サム・バンクマン=フリードとは
サム・バンクマン=フリード(Sam Bankman-Fried / SBF)は、暗号資産取引所FTXとトレーディング企業Alameda Researchの創設者です。一時は暗号資産業界で最も影響力のある人物のひとりでしたが、2022年のFTX破綻により詐欺罪で有罪判決を受け、暗号資産史上最大のスキャンダルの主人公となりました。
台頭
MIT卒業後、Jane Streetでトレーダーとして働いた後、2017年にAlameda Researchを設立。暗号資産のアービトラージで大きな利益を上げました。2019年にFTXを創業し、革新的な商品設計と積極的なマーケティングで急成長。スポーツスタジアムの命名権取得やスーパーボウルCMなどで知名度を高め、推定資産は一時260億ドルを超えました。
FTXの崩壊
2022年11月、CoinDeskの報道でAlameda ResearchのバランスシートにFTXの独自トークンFTTが大量に含まれていることが判明。BinanceのCZ(趙長鵬)がFTT売却を示唆したことで取り付け騒ぎが発生し、FTXは数日で破綻しました。

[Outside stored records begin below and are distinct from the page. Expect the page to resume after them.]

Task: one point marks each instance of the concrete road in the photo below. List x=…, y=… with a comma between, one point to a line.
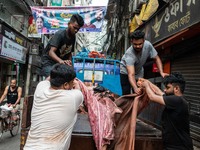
x=10, y=143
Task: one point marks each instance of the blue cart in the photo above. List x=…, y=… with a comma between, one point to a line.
x=105, y=72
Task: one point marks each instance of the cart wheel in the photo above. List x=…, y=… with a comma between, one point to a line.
x=1, y=129
x=15, y=128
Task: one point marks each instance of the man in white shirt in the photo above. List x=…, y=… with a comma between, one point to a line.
x=54, y=111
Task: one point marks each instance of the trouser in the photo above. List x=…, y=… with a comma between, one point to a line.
x=125, y=84
x=46, y=71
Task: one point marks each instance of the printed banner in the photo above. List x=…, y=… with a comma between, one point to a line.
x=48, y=20
x=13, y=50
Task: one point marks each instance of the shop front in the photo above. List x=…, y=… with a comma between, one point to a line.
x=175, y=33
x=13, y=53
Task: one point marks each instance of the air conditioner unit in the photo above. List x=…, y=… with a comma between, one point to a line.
x=17, y=21
x=140, y=3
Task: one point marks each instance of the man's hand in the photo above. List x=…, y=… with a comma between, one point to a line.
x=67, y=62
x=137, y=90
x=164, y=74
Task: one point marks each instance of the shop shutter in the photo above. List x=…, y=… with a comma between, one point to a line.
x=189, y=65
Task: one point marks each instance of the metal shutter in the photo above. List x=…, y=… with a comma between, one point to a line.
x=189, y=66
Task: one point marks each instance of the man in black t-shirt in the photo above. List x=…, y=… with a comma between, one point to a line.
x=175, y=117
x=60, y=46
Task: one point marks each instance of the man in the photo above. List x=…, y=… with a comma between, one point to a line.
x=54, y=111
x=88, y=20
x=13, y=93
x=175, y=116
x=131, y=67
x=99, y=19
x=59, y=48
x=40, y=25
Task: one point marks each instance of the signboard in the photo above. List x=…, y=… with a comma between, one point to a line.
x=12, y=50
x=13, y=36
x=179, y=15
x=48, y=20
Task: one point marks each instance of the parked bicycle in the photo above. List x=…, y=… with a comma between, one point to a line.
x=7, y=123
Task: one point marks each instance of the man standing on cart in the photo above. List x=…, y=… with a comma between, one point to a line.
x=131, y=67
x=61, y=45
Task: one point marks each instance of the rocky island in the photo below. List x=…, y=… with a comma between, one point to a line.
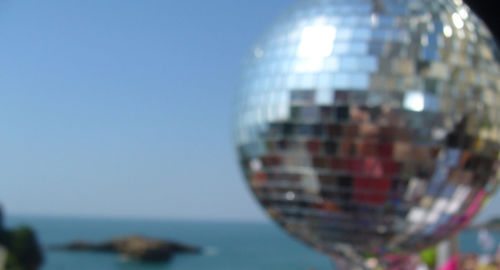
x=19, y=248
x=137, y=248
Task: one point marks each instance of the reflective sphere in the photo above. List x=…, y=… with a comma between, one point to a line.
x=372, y=126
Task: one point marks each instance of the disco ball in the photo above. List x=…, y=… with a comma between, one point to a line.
x=371, y=126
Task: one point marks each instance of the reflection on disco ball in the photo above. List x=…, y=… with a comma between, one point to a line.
x=371, y=126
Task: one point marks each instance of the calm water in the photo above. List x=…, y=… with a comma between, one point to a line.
x=232, y=246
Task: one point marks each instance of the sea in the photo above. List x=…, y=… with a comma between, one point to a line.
x=226, y=245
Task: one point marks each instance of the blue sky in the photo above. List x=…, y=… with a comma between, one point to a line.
x=123, y=107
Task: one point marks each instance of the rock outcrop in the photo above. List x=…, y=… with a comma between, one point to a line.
x=21, y=248
x=134, y=247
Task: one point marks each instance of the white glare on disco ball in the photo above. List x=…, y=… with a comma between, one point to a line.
x=370, y=126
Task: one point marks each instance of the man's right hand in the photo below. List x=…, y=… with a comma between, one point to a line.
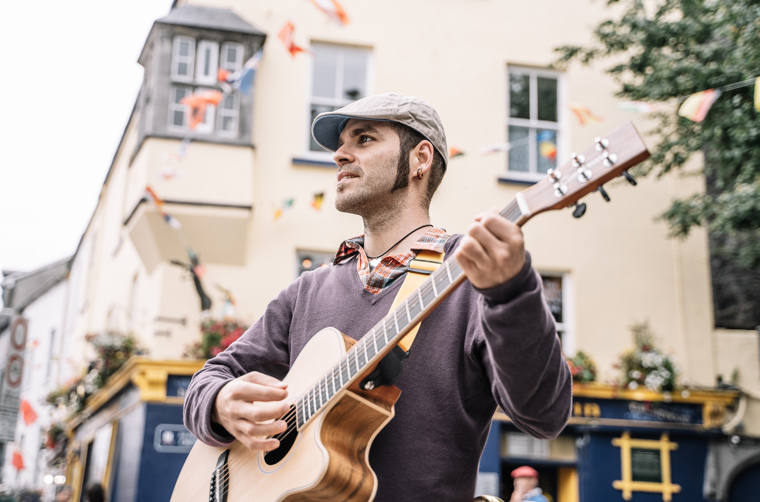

顧客資産約80億ドルが消失していたことが明らかになりました。
裁判と判決
SBFは2023年10月に詐欺、共謀、マネーロンダリングなど7つの罪で有罪評決を受け、2024年3月に禁錮25年の判決が下されました。検察は顧客資金の不正流用、投資家への虚偽報告、政治献金のための資金流用などを立証しました。
業界への影響
FTX事件は暗号資産業界に多大な影響を与えました。規制強化の機運が世界的に高まり、取引所への監査要求やPoR(Proof of Reserves / 準備金証明)の導入が進みました。「信頼せよ、されど検証せよ(Trust but verify)」の精神が改めて重視され、自己管理(セルフカストディ)の重要性が再認識されました。